La normativa assunta si propone di incentivare la copertura di sedi giudiziarie disagiate, approntando una disciplina di favore per il magistrato che manifesti disponibilità ad esservi trasferito d'ufficio (art. 1, comma 1).

È dunque pacifico che il ricorrente, odierno appellato, abbia prestato servizio a tale titolo per un periodo superiore a due anni alla data di deliberazione e pubblicazione del bando e che egli abbia perciò maturato il requisito della permanenza biennale nell'ufficio, secondo quanto oggi prevede il paragrafo 5, punto 20 della circolare n. 12046 del 2009 del Consiglio.
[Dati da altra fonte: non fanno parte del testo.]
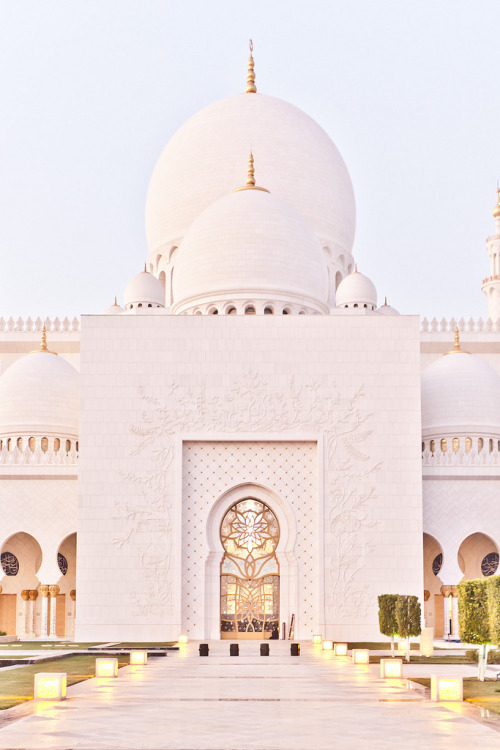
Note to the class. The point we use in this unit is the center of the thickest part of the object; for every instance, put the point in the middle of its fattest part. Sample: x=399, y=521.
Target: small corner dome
x=114, y=309
x=386, y=309
x=250, y=245
x=356, y=290
x=460, y=393
x=144, y=290
x=39, y=395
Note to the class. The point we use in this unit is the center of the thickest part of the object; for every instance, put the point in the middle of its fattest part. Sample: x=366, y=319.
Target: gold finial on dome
x=43, y=345
x=456, y=344
x=496, y=210
x=250, y=177
x=251, y=87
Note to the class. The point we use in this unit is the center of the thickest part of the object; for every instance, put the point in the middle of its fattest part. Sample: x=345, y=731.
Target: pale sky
x=92, y=90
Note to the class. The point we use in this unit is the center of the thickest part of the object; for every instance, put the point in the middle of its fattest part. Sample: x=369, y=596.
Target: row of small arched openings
x=45, y=444
x=442, y=445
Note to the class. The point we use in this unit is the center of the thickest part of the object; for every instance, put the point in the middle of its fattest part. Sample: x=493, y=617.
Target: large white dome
x=253, y=246
x=297, y=161
x=39, y=395
x=460, y=393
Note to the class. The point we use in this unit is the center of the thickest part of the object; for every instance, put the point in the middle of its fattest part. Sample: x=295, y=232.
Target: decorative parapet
x=38, y=457
x=461, y=459
x=30, y=325
x=469, y=326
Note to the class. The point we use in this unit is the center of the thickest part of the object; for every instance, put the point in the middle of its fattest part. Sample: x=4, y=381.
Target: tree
x=387, y=617
x=473, y=619
x=408, y=616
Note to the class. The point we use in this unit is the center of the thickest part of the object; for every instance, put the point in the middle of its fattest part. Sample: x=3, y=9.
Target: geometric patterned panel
x=212, y=468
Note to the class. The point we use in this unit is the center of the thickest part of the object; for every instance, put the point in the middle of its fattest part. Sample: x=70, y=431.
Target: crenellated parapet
x=464, y=326
x=38, y=457
x=28, y=326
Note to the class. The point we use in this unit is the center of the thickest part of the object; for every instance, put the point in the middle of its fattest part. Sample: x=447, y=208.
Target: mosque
x=252, y=441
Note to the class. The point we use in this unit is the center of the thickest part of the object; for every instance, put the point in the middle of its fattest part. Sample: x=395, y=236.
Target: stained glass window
x=10, y=564
x=437, y=563
x=63, y=563
x=489, y=564
x=249, y=570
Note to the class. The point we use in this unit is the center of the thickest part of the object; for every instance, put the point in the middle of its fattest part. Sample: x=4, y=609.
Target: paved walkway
x=311, y=702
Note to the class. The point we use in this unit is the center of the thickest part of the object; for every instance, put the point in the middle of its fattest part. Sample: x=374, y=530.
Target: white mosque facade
x=251, y=441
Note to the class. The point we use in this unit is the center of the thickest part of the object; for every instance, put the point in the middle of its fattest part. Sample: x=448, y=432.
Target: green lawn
x=16, y=685
x=484, y=694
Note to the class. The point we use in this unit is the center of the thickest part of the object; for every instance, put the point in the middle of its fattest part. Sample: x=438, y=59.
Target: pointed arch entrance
x=249, y=582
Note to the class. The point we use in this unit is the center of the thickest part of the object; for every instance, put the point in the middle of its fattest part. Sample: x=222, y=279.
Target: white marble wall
x=348, y=385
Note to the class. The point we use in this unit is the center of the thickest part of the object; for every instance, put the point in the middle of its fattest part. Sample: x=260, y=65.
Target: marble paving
x=184, y=702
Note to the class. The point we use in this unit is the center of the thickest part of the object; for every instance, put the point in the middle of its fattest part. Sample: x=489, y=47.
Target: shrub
x=387, y=614
x=473, y=618
x=408, y=616
x=493, y=593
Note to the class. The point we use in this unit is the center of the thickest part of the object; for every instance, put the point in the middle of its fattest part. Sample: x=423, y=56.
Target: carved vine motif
x=252, y=405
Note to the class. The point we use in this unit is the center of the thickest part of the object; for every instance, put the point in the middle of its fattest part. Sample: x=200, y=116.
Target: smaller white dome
x=39, y=395
x=460, y=394
x=386, y=309
x=114, y=309
x=356, y=291
x=144, y=290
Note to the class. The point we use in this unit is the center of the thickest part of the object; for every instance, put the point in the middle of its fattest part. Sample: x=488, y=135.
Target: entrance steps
x=247, y=648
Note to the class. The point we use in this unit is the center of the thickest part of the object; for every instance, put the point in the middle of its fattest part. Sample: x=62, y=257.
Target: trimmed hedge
x=493, y=593
x=473, y=620
x=387, y=614
x=408, y=616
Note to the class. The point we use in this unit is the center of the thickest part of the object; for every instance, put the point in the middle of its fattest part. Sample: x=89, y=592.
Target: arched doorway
x=249, y=581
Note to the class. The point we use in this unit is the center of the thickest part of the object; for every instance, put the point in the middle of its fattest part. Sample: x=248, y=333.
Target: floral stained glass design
x=249, y=570
x=489, y=564
x=63, y=563
x=437, y=563
x=10, y=564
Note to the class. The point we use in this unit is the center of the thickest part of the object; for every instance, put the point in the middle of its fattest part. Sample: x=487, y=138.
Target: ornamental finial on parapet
x=251, y=87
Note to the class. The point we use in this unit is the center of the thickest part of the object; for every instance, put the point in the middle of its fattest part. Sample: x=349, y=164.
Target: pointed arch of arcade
x=289, y=590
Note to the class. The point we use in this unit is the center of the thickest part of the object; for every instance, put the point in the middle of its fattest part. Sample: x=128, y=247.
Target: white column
x=32, y=626
x=44, y=591
x=53, y=590
x=455, y=617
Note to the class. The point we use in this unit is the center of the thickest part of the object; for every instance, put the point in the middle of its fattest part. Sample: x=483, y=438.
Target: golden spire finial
x=251, y=87
x=251, y=171
x=496, y=210
x=456, y=345
x=43, y=345
x=250, y=177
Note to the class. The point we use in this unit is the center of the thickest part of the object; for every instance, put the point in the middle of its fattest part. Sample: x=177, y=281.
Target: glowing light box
x=392, y=668
x=50, y=686
x=445, y=687
x=138, y=657
x=360, y=656
x=106, y=667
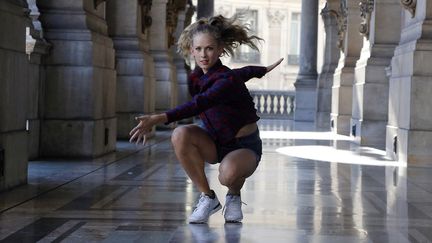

Viceversa, qualora egli fosse soggetto all'art. 194 dell'ordinamento giudiziario, come prescritto dal bando nella parte oggetto di impugnazione, non essendo in possesso del prescritto requisito di partecipazione di un effettivo esercizio della funzione presso la sede disagiata pari ad almeno tre anni (e, dunque, destinato a maturare solo il 19 settembre 2013, ovvero, dopo il 19 febbraio 2013, data prevista a pena di decadenza dal bando per proporre domanda), gli verrebbe negata la legittimazione al trasferimento: sarebbe così frustrata l'aspirazione del dott. E. a trasferirsi alle sedi vacanti di Roma, Venezia e Reggio Calabria (in tutti i casi, con funzioni di consigliere di Corte d'Appello), e per le quali ha, in ogni caso, presentato tempestiva domanda, anche al fine di radicare il proprio interesse all'impugnativa del bando.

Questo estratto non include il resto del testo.